前回の参議院選挙があった2019年の5月調査では「大きく変わってほしい」47%、「それほどでもない」43%でした。3年前に比べて、いまの政治に不満を抱いている人が増えているようです。
「大きく変わってほしい」と答えた人たちはどういう人たちでしょう。
男女別でみると、男性(54%)が女性(50%)を少し上回りました。年代別でみると、最多は40代(65%)、次いで50代(57%)。最少は70歳以上(43%)、次いで18~29歳(49%)でした。
働き盛りの世代が政治の大きな変化を望んでいる傾向がみえます。
職業別では、最多は「事務・技術職層」(58%)で、最少は「農林漁業者層」(3割)でした。
支持する政党別でみると、「日本維新の会」(7割)、「立憲民主党」(6割)など、やはり野党を支持する人たちで高い傾向が出ました。
しかし、公明党(5割)、自民党(4割)の与党でも、およそ半数の人たちが政治に変化を求めています。
岸田文雄首相出身の派閥「宏池会」は伝統的に穏健な保守志向と言われています。同じ自民党でも長期にわたり政権を担った保守色の強い安倍政権や、その路線を引き継いだ菅政権とは異なると指摘されています。与党支持者の半数ほどは、新たな政権象を求めているのかもしれません。
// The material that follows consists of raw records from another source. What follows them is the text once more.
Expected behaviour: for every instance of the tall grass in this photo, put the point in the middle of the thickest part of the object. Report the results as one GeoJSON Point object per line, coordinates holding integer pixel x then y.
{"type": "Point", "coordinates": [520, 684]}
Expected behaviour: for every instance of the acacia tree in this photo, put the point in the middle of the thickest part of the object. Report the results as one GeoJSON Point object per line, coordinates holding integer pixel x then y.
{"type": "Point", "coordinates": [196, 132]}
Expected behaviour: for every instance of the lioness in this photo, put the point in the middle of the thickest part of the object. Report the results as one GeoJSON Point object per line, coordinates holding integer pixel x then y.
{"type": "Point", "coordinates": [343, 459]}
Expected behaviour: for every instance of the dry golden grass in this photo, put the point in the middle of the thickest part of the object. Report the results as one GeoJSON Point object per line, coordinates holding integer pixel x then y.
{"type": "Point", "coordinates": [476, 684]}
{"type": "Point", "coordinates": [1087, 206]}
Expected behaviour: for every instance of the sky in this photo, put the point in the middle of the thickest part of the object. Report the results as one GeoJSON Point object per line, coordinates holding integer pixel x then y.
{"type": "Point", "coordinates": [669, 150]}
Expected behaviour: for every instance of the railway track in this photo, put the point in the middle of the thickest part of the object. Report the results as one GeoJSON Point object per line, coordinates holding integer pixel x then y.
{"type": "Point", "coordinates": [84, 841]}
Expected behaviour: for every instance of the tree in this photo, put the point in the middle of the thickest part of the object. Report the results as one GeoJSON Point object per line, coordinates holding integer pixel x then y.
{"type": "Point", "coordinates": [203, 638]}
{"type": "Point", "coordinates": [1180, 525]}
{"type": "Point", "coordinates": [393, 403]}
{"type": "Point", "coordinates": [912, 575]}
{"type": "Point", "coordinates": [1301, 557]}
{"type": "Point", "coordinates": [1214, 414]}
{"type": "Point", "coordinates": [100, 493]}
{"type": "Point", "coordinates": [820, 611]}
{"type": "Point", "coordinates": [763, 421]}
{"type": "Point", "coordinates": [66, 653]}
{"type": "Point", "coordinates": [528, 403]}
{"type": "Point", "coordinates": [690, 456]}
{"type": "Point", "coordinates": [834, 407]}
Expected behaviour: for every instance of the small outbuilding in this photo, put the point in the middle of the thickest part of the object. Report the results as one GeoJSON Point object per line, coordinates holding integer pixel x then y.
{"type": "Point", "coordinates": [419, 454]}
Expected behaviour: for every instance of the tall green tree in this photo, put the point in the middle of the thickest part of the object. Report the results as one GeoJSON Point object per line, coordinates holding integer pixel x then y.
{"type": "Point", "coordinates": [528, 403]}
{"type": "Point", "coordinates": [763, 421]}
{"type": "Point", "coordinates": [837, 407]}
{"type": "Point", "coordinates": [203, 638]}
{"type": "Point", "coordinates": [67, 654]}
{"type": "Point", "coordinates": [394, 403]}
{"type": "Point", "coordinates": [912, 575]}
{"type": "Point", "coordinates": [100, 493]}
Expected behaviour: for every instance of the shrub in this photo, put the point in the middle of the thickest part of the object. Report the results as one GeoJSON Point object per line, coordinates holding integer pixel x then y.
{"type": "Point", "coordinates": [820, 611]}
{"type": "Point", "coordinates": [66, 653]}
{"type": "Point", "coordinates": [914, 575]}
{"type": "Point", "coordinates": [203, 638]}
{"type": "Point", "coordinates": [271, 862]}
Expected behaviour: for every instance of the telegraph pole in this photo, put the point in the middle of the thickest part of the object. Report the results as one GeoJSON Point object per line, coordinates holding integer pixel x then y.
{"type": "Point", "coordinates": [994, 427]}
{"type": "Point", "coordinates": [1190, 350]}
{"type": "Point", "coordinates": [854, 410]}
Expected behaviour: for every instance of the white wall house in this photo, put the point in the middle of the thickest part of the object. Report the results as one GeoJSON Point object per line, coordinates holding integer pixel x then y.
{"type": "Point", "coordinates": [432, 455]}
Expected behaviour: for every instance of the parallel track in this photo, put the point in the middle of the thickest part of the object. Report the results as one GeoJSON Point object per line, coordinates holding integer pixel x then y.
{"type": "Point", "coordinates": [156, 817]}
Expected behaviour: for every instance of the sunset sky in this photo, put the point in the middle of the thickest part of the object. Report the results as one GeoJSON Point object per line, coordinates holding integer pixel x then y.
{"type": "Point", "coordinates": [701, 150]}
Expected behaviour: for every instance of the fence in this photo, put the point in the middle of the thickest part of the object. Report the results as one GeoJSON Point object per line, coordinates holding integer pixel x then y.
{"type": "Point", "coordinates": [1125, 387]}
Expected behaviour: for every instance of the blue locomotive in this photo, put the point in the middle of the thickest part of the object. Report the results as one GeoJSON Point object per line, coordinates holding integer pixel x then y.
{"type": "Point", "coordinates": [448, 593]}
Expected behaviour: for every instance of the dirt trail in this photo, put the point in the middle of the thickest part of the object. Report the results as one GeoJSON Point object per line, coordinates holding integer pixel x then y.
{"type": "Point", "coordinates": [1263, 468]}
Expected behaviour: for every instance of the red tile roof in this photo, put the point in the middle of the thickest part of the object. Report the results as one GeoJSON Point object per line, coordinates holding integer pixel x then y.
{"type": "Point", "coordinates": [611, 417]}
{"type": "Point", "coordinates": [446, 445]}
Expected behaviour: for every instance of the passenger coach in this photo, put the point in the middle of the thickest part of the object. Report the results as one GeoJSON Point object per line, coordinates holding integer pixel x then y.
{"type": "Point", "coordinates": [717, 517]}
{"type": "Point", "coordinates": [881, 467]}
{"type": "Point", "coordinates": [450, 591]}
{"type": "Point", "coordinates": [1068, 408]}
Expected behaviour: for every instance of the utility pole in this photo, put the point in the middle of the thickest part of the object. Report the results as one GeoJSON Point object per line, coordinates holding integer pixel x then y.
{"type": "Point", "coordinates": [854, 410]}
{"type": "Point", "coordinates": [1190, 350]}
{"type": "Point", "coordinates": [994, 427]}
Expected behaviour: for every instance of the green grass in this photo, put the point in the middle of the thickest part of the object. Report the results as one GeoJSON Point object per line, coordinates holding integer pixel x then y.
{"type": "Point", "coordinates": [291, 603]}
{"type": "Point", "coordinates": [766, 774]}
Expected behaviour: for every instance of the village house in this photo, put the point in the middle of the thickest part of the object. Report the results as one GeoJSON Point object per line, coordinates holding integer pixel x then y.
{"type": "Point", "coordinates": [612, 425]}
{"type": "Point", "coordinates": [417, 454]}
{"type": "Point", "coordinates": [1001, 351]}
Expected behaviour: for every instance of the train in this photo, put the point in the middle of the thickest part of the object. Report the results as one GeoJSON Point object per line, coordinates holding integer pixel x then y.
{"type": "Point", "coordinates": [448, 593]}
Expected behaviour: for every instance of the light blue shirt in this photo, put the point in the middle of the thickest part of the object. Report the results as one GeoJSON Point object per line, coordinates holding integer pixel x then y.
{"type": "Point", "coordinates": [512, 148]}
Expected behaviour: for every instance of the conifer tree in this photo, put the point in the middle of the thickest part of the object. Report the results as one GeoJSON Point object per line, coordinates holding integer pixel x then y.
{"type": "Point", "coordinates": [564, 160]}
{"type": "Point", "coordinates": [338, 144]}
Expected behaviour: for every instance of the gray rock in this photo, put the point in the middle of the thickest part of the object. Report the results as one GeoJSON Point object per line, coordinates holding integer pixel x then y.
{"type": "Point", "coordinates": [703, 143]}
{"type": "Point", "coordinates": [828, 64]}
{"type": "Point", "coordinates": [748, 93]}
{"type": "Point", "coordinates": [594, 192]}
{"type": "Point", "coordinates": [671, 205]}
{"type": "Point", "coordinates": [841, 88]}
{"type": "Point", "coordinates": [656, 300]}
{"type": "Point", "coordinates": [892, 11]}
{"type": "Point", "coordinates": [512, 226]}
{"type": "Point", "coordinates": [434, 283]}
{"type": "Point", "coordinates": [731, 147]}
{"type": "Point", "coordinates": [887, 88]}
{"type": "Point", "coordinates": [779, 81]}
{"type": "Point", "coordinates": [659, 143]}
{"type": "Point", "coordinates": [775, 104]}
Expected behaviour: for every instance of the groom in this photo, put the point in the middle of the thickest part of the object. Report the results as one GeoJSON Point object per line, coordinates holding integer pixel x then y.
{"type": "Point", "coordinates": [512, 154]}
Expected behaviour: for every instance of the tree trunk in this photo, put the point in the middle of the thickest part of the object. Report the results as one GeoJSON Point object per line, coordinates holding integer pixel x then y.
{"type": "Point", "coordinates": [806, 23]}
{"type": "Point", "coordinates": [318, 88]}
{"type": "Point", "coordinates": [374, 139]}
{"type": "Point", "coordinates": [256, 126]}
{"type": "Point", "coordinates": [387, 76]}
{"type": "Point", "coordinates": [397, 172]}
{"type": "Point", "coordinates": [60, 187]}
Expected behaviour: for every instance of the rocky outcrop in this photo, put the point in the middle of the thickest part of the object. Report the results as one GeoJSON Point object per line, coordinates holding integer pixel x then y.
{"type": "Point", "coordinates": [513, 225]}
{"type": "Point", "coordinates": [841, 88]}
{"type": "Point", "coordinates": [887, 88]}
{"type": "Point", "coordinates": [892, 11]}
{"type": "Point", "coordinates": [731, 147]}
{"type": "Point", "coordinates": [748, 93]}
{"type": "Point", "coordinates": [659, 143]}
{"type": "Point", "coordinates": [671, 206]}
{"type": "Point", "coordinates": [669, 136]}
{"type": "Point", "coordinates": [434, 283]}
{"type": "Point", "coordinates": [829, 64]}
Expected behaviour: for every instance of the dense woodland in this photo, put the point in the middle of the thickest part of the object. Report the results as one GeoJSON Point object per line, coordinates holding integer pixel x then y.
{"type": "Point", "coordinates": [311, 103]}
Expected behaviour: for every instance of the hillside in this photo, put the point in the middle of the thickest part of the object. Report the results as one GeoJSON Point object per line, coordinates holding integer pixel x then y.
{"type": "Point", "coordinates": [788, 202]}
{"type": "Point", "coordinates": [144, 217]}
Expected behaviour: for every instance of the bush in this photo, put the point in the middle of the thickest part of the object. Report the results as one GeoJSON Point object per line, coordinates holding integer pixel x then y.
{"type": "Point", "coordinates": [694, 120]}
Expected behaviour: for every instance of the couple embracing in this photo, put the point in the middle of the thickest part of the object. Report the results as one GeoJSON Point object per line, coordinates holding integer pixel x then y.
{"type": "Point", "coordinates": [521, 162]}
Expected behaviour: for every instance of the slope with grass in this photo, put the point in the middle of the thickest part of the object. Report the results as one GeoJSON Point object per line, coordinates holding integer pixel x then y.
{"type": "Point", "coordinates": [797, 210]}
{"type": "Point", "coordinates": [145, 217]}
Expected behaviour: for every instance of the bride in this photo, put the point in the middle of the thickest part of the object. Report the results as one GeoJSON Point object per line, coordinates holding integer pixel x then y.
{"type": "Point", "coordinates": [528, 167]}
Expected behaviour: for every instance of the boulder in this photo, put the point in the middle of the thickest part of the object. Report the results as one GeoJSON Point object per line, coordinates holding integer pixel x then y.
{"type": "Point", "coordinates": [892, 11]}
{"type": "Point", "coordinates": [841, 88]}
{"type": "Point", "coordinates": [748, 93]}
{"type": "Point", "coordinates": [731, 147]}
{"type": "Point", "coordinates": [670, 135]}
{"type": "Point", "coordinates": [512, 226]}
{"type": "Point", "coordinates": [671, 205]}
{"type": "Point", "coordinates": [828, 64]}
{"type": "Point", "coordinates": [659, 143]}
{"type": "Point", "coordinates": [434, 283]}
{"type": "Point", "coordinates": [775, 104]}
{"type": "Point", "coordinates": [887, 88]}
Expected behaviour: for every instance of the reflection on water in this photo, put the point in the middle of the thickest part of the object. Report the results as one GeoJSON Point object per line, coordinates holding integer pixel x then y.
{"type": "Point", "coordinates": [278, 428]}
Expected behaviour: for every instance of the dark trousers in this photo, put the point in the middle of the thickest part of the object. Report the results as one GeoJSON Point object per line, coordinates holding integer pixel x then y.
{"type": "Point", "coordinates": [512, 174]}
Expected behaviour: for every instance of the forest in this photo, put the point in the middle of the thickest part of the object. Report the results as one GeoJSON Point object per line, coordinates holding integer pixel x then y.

そして政治を大きく変えるには野党の存在が欠かせません。有権者からいまの野党はどう思われているのでしょうか。
自民党に対抗する勢力として、いまの野党に期待できるか期待できないかを聞くと、「期待できない」(80%)が「期待できる」(13%)を大きく上回る結果となりました。
野党に「期待できない」と答えた人たちを分析してみると、男女別では「男性」(84%)が「女性」(76%)を少し上回りました。
年代別でみると、最多は「60代」(89%)。最少は「18~29歳」と「30代」(74%)で、全ての年代で70%以上でした。
職業別では最多が「自営業者層」(84%)、最少は「主婦層」(74%)。こちらも全ての職業層で70%以上でした。
支持する政党別でみると、野党の「立憲民主党」と「日本維新の会」が8割にも上りました。これらの支持層からも野党は「期待できない」と突き付けられた形です。
「日本の政治が大きく変わってほしい」と思う層の81%が「いまの野党に期待できない」と答えています。
野党の国会議員たちはこうした結果をどう受け止めるでしょう。参院選まで残された時間はさほど多くはありません。今後、野党が有権者の「期待度」を高めていけるのか、注目していきたいです。